US President Donald Trump and Philippine leader Rodrigo Duterte may or may not have discussed the controversial issue of human rights during their first formal meeting on Monday, but they undoubtedly hit it off.
Trump and Duterte’s representatives were at odds on whether the topics of human rights violations or extrajudicial killings were discussed during the bilateral talks on the sides of the ASEAN summit in Manila.
But the camps were in agreement that the rapport between Trump and Duterte was “warm and friendly,” and that the Philippine-US relationship was “great.”
During a leaders’ dinner on Sunday, the two sat at the same table and were seen laughing together. Duterte even belted out a Filipino love song at the encouragement of Trump.
While Trump did not respond to questions shouted by reporters on whether he raised human rights at their meeting on Monday, White House Press Secretary Sarah Huckabee Sanders said the topic came up in the discussions – “briefly.”
“The conversation focused on IS, illegal drugs and trade,” she said. “Human rights briefly came up in the context of the Philippines’ fight against illegal drugs.”
But Philippine presidential spokesman Harry Roque told reporters that Trump did not raise concerns about human rights during the 40-minute meeting, which he described as “frank.”
“The US president appeared sympathetic and did not have any official position on the matter, and was merely nodding his head, indicating that he understood the domestic problem that we faced on drugs,” Roque said.
When asked about Sanders’ statement, Roque told reporters: “There was no mention of human rights. There was no mention of extrajudicial killings.”
“There was only a rather lengthy discussion on the Philippines’ war on drugs with President Duterte doing most of the explaining,” he added.
US lawmakers and human rights groups have urged Trump to express concern about the killings related to the anti-drug campaign of the Duterte administration, which has left thousands dead.
His silence could be construed as a tacit approval of the widely criticised campaign, whose victims have so far included teenagers, women and former drug addicts who had previously surrendered.
When reporters tried to press Trump on the issue, Duterte told the media: “Whoa, whoa. This is not a press statement. This is the bilateral meeting.”
Trump only had good words for Duterte at the meeting between the US and the 10-member Association of South-East Asian Nations, even referring to the Philippine president by his first name.
“Rodrigo, I would like to commend you on your success as ASEAN chair at this very critical moment in time and in the association’s history – such an important event,” he said. “And I want to thank you for your incredible hospitality.”

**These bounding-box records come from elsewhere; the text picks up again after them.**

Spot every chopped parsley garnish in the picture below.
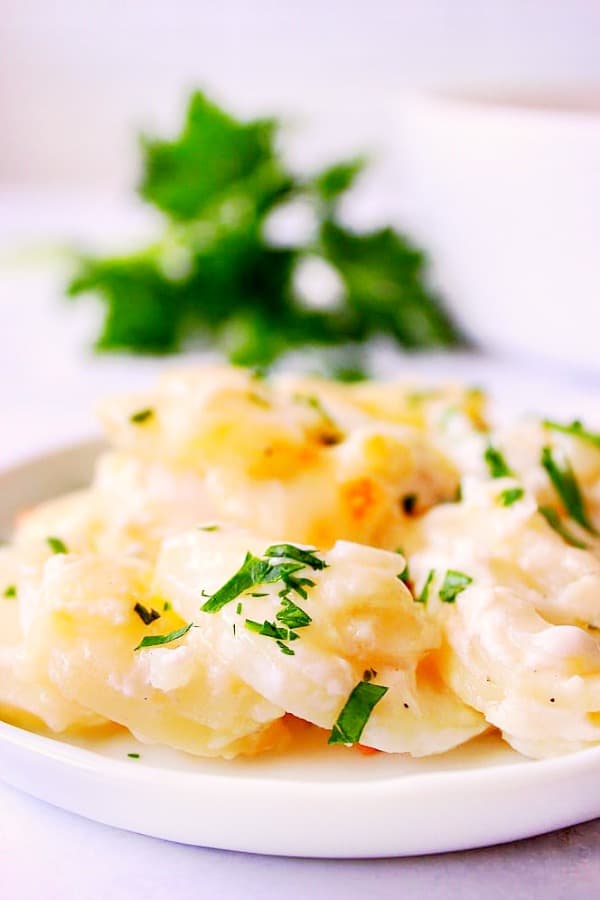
[294,394,336,428]
[46,537,69,554]
[542,419,600,449]
[540,447,596,534]
[275,597,312,628]
[133,622,193,650]
[201,544,327,613]
[415,569,435,603]
[498,487,525,506]
[538,506,587,550]
[402,494,417,516]
[439,569,473,603]
[201,544,327,656]
[133,603,160,625]
[396,547,410,584]
[483,444,514,478]
[201,551,304,613]
[327,681,388,744]
[245,619,298,656]
[129,406,154,425]
[264,544,327,570]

In their bilateral meeting, Trump told Duterte that the US and the Philippines have “a great relationship.”
Duterte reiterated that the alliance with America “has always been very strong and very important,” Roque said, despite “sour points” after former president Barack Obama criticised the Philippine government’s drug war.
“There would be a marked difference in the relations between President Trump and President Duterte,” he added about their connection, with Philippine media has referred to as a blossoming “bromance.”
At least 3,850 people have been killed in police operations against drug suspects between the time when Duterte came into office on June 30, 2016, and September 16, 2017, according to police data. Police said those killed fought back when arrested.
Aside from those killed in police operations, authorities are also investigating the deaths of nearly 11,000 people to determine if their killings were related to illegal drugs and carried out by hired or vigilante killers.